El Arte de la tortura.
Patxi Ibarrondo escribe
en LQSomos el siguiente artículo:
“Unas filigranas humanas
de llamativos colores, seres andróginos y ceñidos de seda y dorados abalorios,
avanzan al paso en un redondel de galleta. Al son de una fanfarria de pasodoble,
las figuras caminan erguidas, seguidas de sus cuadrillas, aderezadas con plata
subalterna: banderilleros, mozos de estoque. Y los monosabios. Siempre me ha
gustado esta palabra y su semántico significado. Los monosabios son los
encargados de echar paladas de arena para cubrir la sangre de la lidia. Y
azuzar con una vara reglamentaria a los aterrorizados caballos ciegos de los
picadores. Los tres cuerpos jóvenes caminan sobre las puntas de los pies,
enfundados en unas zapatillas de ballet, y el cuerpo almidonado por un miedo
ritual. Tienen el rictus del oficio en el rostro pálido, tallado por la luz
artificial de los hoteles. Son los maestros matadores. Artistas de la muerte
vestida de rito por las plazas de España. Aunque, no nos engañemos: estos
profesionales son matarifes de lujo. Van a oficiar una liturgia de sangre y
arena en esa Fiesta de colores que es la bandera de España. La orgía de la
tortura del toro acorralado y obligado a embestir. Todos los toreros sueñan con
poseer una dehesa, y matan cientos de toros cada año para conseguirlo.
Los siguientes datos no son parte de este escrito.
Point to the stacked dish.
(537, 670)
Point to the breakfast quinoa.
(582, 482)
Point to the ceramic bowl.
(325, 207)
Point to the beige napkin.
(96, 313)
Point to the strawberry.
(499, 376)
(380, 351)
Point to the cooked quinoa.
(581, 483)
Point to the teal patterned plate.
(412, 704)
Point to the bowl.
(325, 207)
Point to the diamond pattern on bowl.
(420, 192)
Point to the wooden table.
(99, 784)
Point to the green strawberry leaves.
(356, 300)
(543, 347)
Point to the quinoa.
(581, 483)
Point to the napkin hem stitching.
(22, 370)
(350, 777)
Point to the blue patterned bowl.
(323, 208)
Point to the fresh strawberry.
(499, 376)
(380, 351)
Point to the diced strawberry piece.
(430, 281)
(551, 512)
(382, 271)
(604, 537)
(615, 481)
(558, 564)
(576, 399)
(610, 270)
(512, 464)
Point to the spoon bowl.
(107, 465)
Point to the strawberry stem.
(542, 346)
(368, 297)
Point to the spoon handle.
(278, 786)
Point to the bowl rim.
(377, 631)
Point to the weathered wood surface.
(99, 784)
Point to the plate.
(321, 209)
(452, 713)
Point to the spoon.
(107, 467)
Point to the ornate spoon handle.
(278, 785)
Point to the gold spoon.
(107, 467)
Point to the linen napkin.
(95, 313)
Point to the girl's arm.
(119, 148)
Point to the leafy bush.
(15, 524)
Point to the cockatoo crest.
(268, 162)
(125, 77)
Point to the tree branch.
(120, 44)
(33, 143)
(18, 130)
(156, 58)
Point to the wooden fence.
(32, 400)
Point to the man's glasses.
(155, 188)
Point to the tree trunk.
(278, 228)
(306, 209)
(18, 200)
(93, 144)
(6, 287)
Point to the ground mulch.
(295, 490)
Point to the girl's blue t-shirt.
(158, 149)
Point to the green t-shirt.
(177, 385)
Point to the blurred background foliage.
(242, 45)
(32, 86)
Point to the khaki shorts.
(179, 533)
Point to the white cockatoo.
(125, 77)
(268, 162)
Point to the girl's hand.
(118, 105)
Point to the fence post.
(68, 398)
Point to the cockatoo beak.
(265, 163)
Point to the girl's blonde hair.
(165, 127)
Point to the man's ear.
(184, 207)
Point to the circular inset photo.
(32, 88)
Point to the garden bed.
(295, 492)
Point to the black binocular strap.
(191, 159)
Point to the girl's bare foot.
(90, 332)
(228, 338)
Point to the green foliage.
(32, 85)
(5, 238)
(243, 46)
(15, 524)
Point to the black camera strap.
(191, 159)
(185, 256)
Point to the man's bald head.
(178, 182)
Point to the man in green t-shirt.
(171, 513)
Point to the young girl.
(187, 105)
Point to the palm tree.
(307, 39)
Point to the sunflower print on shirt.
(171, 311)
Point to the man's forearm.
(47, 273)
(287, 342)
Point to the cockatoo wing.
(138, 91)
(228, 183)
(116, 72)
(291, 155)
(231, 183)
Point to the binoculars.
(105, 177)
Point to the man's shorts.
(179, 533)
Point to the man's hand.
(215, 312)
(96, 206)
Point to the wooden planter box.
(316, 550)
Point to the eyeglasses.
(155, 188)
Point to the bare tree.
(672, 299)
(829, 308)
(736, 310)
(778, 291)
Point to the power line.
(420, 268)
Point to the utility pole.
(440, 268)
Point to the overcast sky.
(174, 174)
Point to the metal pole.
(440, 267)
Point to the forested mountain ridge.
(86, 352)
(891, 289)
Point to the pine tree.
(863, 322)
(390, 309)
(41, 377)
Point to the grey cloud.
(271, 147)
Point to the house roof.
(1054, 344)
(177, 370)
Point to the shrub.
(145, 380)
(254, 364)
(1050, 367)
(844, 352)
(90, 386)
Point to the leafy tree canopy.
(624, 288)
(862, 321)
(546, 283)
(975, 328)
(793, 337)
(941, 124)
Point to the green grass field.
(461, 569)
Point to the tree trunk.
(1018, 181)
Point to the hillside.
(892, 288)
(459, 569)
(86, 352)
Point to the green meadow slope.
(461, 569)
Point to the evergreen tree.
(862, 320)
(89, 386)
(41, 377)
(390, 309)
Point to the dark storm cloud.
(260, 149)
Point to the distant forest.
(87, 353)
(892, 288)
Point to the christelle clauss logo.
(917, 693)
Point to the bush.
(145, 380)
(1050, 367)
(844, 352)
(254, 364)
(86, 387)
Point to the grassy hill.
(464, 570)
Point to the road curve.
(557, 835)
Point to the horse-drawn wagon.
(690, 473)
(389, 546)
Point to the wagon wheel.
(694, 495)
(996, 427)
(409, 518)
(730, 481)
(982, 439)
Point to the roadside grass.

Con su
tronío conservador y chulesco, encarnan la rijosa España costumbrista de
señoritos de casino y latifundio, lagartijas y esparto mental. Y en medio de
todo ese orbe escatológico, el toro bravo como víctima del sacrificio litúrgico
a una tradición de cerebros insolventes y algún intelectual despistado o
parasitario. Suenan los desafinados clarines y el redoble del tambor. Es la
hora de la verdad. Arriba del ruedo el público ruge de excitación. Aplauden a rabiar
a la espera de la lidia del susto y del calambre en la entrepierna. Han pagado
por disfrutar la humillación y el descuartizamiento del mítico toro bravo. Esa
furia animal es escarnecida una y otra vez, por la astucia. La furia desafiada
embiste al aire.
“El aleteo engañoso de
un trapo al que llaman Arte, cuando se trata de simple habilidad costurera. Una
efímera y bastarda sensación exaltada, por la literatura fácil, al rango de
tragedia. Cuando todo lo más se trata de un exotismo soez y carnicero, que
acaba en un vulgar puchero de estofado. También se llama arte a la guerra.
Poner exquisitos adjetivos no es difícil, sobre todo si esconden una siniestra
trastienda de dolor y mafiosidades nada sublimes. Aparte de la manipulación
genética, antes de enfrentarse a su trágica hora en un ruedo, el toro ha sido
rigurosamente escofinado, tundido a golpes, viajado por carretera cientos de
kilómetros padeciendo sed en un cajón y, eventualmente, víctima de la moderna
farmacopea amodorrante. Pues, para las empresas taurinas, un torero de cartel
es una inversión muy rentable. Y hay que limitar los riesgos al máximo.
“El gran parné que mueven los toros ilustra
hasta qué punto el negocio de la lidia es un zafio monedero y no otra cosa más
ilustre ni más fina. Una casquería que se anuncia como Cultura y no es más que
ceremonia de bajas pasiones, a mayor gloria de la ocupación hostelera. Sangría
a sol y sombra. Al compás de la corrida, en las plazas de toros tiene lugar un
juego cruzado de seducciones metafóricas, aunque no exentas de evidencia
genital al por mayor. Los cojones del toro levantan controvertidas y celosas
pasiones. El delirio. A medida que lo van macheteando se produce un alivio de
escrotales frustraciones colectivas, a costa de un animal cuyo único delito es
ser un tótem mitológico.
“Tauromaquia es como
llaman a la transformación de la fortaleza viril del toro en mugidos, moscas,
babas, miedo, bostas y mondongo, tortura y muerte. País eternamente paradójico,
donde el perfil de ese mismo toro bravo se exhibe como elemento simbólico de
los supuestos atributos de la raza”.